Auch Politiker, Juristen und Angehörige forderten am Dienstag eindringlich die Freilassung des Wikileaks-Gründers. Besonders laut wurden die Appelle durch ein Interview mit Nils Melzer, UN-Sonderbeauftragter für Folter, im Schweizer Magazin „Republik“. Dort entlastet er Assange und erhebt schwere Vorwürfe wegen dessen Verhaftung. „Vier demokratische Staaten schließen sich zusammen, USA, Ecuador, Schweden und Großbritannien, um mit ihrer geballten Macht aus einem Mann ein Monster zu machen, damit man ihn nachher auf dem Scheiterhaufen verbrennen kann.“ Melzer hatte seine Vorwürfe auch im ZDF geäußert: Dort spricht er von „einem modernen Hexenprozess“.

Assange sitzt derzeit im britischen Hochsicherheitsgefängnis Belmarsh.Die USA haben Assanges Auslieferung beantragt.

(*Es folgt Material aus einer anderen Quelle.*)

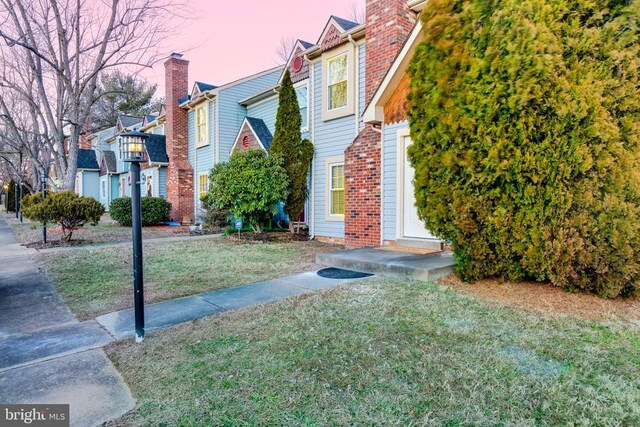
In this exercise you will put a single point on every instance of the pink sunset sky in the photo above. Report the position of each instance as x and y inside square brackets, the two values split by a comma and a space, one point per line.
[225, 40]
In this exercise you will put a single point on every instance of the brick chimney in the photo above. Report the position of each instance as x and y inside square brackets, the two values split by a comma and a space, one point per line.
[389, 23]
[179, 172]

Die Anhörung dazu beginnt am Montag. Die Vereinigten Staaten werfen ihm vor, der US-Whistleblowerin Chelsea Manning geholfen zu haben, geheimes Material von US-Militäreinsätzen im Irak und in Afghanistan zu veröffentlichen. Dadurch wurden von US-Soldaten begangene Kriegsverbrechen bekannt. Es liegen 18 Anklagepunkte vor. Bei einer Verurteilung drohen Assange bis zu 175 Jahre Haft.

Es handle sich um einen „Riesenskandal und die Bankrotterklärung der westlichen Rechtsstaatlichkeit“. Der Schweizer Rechtswissenschaftler Nils Melzer spricht im Interview von konstruierten Vergewaltigungsvorwürfen und manipulierten Beweisen. Angefangen habe alles mit einer mutmaßlichen Vergewaltigung. Da er fließend Schwedisch spreche, habe Melzer alle Originaldokumente lesen können. Nach Aussagen der betroffenen Frau selber habe es nie eine Vergewaltigung gegeben. Die Aussage dieser Frau wurde im Nachhinein ohne ihre Mitwirkung von der Stockholmer Polizei umgeschrieben, um irgendwie einen Vergewaltigungsverdacht herbeibiegen zu können, so Melzer. Und der Zeitpunkt sei nicht zufällig gewählt worden: Ende Juli 2010 habe Wikileaks in Zusammenarbeit mit der „New York Times“, dem „Guardian“ und dem „Spiegel“ das sogenannte „Afghan War Diary“ veröffentlicht. Die Briten, namentlich der Crown Prosecution Service, habe Schweden zugleich „unbedingt davon abhalten“ wollen, das Verfahren einzustellen.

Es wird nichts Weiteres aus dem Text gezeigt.